When clearing remote session of okta using /logout endpoint, it is not removing all the active sessions for the user.
Endpoint I used
${issuer}/oauth2/v1/logout?id_token_hint=${idToken}`
user A has logged in to 2 applications secured by Okta using single sign on feature. Now, IF user A do logout from one application, he should be logged out from both.
Can you please help to find out way to clear all the active session in okta?
Thank you
Sorry didn’t get your point. How this redirect will help?
i have gone through this
https://developer.okta.com/docs/guides/sign-users-out/react/sign-out-of-okta/
but it didn’t help me out
Ok, so let me take it back and ask you first:
The logout endpoint will only end the user’s session within the same browser they are redirected.
If you are looking to end sessions across other browsers, you can make a back-end call to the Users endpoint to delete all of a given user’s active sessions, including the option to revoke all issued access and refresh tokens.
In the documentation, there is a note that says it does not apply for web sign-in. So don’t end sessions across other browsers, correct? If it is correct, is there another way to do this?
" Note: This operation doesn’t clear the sessions created for web sign in or native applications."

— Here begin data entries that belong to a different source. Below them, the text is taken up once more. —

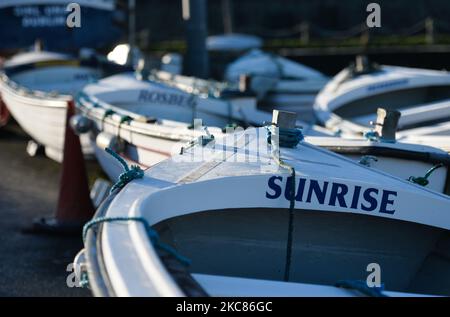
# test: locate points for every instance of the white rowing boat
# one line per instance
(349, 101)
(278, 82)
(147, 121)
(249, 228)
(37, 86)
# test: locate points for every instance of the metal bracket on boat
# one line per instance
(385, 126)
(366, 159)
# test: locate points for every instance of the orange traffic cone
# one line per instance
(74, 203)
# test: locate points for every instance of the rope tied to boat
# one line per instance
(423, 180)
(286, 137)
(361, 286)
(125, 118)
(129, 174)
(372, 135)
(152, 234)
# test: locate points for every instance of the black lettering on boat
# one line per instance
(340, 195)
(320, 193)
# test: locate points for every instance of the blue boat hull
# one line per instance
(21, 26)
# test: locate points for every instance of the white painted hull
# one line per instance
(43, 119)
(344, 217)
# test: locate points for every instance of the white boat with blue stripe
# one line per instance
(238, 216)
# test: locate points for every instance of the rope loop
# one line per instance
(129, 174)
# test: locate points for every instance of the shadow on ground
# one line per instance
(31, 265)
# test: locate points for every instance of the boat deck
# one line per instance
(31, 265)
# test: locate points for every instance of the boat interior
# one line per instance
(393, 100)
(326, 248)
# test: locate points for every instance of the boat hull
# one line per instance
(4, 113)
(46, 20)
(44, 119)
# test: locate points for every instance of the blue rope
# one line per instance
(361, 286)
(152, 234)
(371, 135)
(128, 175)
(287, 137)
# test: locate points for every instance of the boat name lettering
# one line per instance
(333, 194)
(166, 98)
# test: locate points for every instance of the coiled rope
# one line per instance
(152, 234)
(129, 174)
(286, 137)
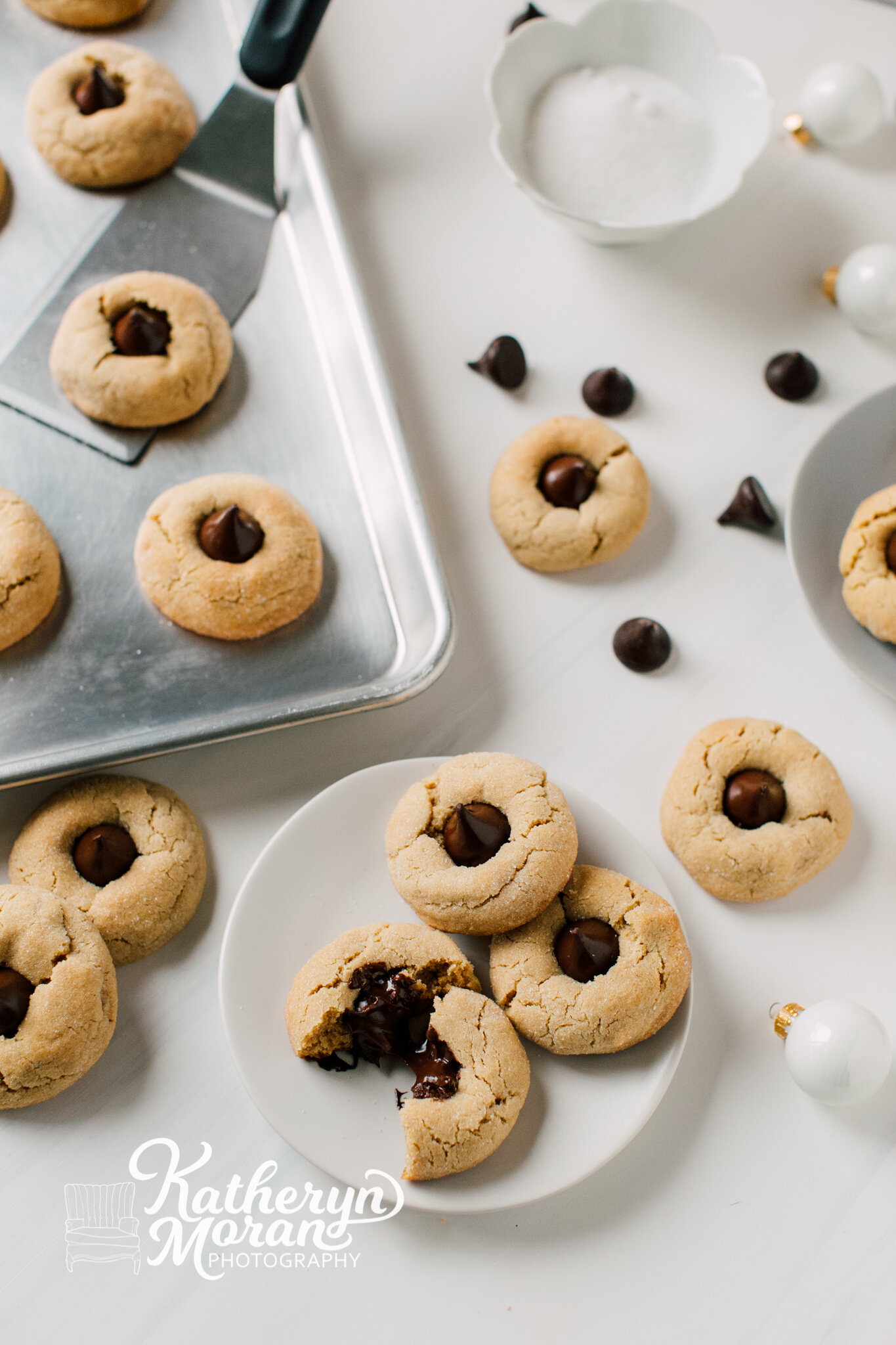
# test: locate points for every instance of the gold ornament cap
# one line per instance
(796, 125)
(829, 284)
(785, 1017)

I also faced the problem. When I logout SLO, it was logout, but when I login , it still login from session. how should I do it?
This is an old thread but deserves an answer:
Currently the API does not offer a way to list all the sessions a user may have open. There are two ways that can clear all the user’s sessions though:
The easy but ugly way is to use the API to suspend and then un-suspend the user. Suspending a user clears all their sessions.
The elegant but hard way is to crawl the system log and find the open session ids for the user and then call the sessions API to DELETE them.